The same can be said for The Bourne Legacy. I came out of the theater probably liking it more than most, but it’s still the weakest film out of the four. The setup is kind of genius. While Jason Bourne is wreaking havoc in New York (the third film), there’s an entirely different world going on where Edward Norton is hunting down every other “outcome” agent including Jeremy Renner’s character.

But unlike Bourne where we knew his motivations (discovering who he truly is), Renner’s character seems like nothing more than a junky needing the pills that turned him into a super spy. Expanding the world of Bourne is interesting, but the people in that world need to be as compelling as Matt Damon was. Through one movie, that isn’t the case.

Some other quick observations:

What a year for Channing Tatum. Three movies, three different genres (Romance, comedy, drama), three hits. Tatum has never been known for his versatility as an actor so this is surprising. Ryan Reynolds wants to know if he can trade Tatum’s 2012 with his 2011.

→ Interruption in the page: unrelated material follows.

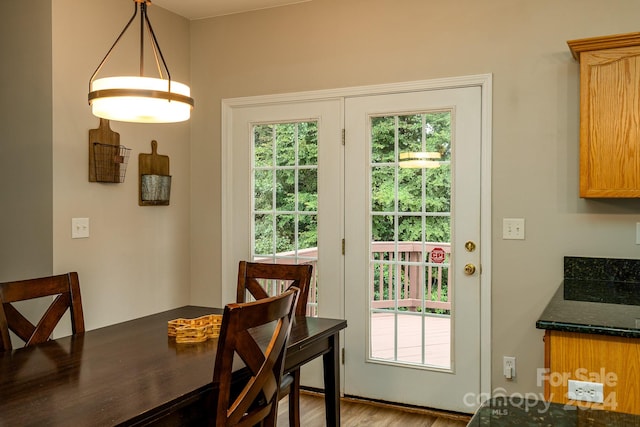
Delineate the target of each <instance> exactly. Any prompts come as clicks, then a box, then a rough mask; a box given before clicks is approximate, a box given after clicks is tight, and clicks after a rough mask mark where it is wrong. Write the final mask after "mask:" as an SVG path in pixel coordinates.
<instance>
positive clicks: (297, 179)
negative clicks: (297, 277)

Note to moviemakers: Bow and arrows are apparently in. Three of the top five highest-grossing movies of the year (The Avengers, The Hunger Games, Brave) feature bow and arrows heavily. If only Universal had released Robin Hood this year instead of 2010. They might have made some more money.

Battleship was not as bad as everyone though it was.

Total Recall was as bad as everyone thought it was.

And you know what, The Hunger Games was actually pretty good.